So activists turned to Plan B, which involved circumventing the law through the courts. Enter Harris: the case of Tom Rost and his fifth-generation family funeral home business declining to let a male funeral director violate a long-standing dress code by dressing and presenting as a woman while working with grieving clients — a professional decision well within Tom’s legal rights.
In response, activists filed a complaint with the Equal Employment Opportunity Commission, which filed suit to make an example of Tom. Their mission: Convince federal judges to rewrite Title VII so that “sex” includes gender identity — a change Congress has repeatedly refused to make.
Unfortunately, these activists succeeded, and the Supreme Court’s decision could pose numerous dangers for women and girls.

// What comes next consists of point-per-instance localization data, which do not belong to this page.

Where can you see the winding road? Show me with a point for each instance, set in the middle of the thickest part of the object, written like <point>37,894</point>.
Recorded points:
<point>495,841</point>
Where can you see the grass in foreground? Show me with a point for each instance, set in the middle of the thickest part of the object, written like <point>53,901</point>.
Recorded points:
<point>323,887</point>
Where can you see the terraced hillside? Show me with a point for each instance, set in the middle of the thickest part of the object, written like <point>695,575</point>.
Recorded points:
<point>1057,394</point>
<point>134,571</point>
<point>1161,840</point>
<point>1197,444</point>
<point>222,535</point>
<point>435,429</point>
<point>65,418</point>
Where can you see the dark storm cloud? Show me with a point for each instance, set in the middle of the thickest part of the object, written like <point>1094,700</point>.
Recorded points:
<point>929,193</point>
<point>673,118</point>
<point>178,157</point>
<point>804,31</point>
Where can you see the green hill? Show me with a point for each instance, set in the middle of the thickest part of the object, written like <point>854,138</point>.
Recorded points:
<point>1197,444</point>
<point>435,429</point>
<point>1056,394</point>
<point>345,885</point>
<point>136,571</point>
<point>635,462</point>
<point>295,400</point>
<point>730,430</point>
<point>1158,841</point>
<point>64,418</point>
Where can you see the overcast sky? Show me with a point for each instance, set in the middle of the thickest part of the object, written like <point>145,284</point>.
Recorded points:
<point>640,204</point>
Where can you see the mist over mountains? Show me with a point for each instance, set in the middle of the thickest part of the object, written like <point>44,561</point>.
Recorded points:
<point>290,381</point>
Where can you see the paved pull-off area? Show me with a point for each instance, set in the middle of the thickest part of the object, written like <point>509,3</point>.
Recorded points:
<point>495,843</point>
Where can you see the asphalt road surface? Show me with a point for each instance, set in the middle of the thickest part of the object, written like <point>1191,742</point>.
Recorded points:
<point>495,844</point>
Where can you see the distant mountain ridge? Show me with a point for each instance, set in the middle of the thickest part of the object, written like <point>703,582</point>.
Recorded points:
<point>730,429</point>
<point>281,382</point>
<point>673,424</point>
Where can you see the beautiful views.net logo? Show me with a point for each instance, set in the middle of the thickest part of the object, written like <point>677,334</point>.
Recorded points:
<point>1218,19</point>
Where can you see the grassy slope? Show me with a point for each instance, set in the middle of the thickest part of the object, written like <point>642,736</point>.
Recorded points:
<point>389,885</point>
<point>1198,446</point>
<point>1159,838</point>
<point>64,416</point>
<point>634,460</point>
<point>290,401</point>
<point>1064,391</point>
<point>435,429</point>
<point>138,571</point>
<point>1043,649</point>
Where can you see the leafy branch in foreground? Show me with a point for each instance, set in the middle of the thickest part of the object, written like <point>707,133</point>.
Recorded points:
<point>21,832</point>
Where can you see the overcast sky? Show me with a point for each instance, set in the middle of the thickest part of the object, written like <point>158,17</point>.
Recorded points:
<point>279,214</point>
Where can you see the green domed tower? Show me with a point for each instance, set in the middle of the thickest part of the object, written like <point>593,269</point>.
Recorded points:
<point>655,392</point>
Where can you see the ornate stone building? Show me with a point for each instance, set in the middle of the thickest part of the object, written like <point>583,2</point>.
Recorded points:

For one thing, Title VII has always allowed sex-specific policies for a reason. Without such policies, women could be compelled to compete with men for job opportunities under the same physical strength requirements before they could become police officers or prison guards. Only by acknowledging the differences between the sexes can Title VII treat women fairly and increase the number of career opportunities available to them.
Businesswomen have also benefitted from Title VII, but redefining “sex” in the law could harm them. The Small Business Administration, for example, has helped increase the number of women-owned businesses by delegating money to entrepreneurs based on their sex. But if those funds are distributed according to gender identity, more women will be shouldered aside.
Another concern is the encouragement the Supreme Court’s decision will give to activists intent on rewriting other laws, particularly Title IX. Female athletes have already lost opportunities to compete in high school and college athletics, earn crucial scholarships, and maybe even move on to professional sports careers. Inserting even more males into female competitions will deprive women of a fair playing field and of the equal athletic opportunities that Congress wrote Title IX to protect.
If activists get their way, this could also have a devastating impact on some of the most vulnerable women among us. Take Downtown Hope Center in Anchorage, Alaska, as an example. It offers refuge and support to homeless women, many of them victims of rape, trafficking and abuse. But Anchorage tried to force the Hope Center to let males who identify as female sleep next to vulnerable and frightened women who would otherwise be out on the street.
All of this underscores how many questions are left unanswered by the court’s decision. These are questions with enormous implications for our society and for the future of men and women, boys and girls … questions that should be decided by Congress, not unelected officials or the American Civil Liberties Union. The questions this decision has created will continue to be litigated in our nation’s courts for years to come.
One of the primary purposes of Title VII was to protect women and girls. But after the Supreme Court’s decision, Title VII may end up doing the opposite.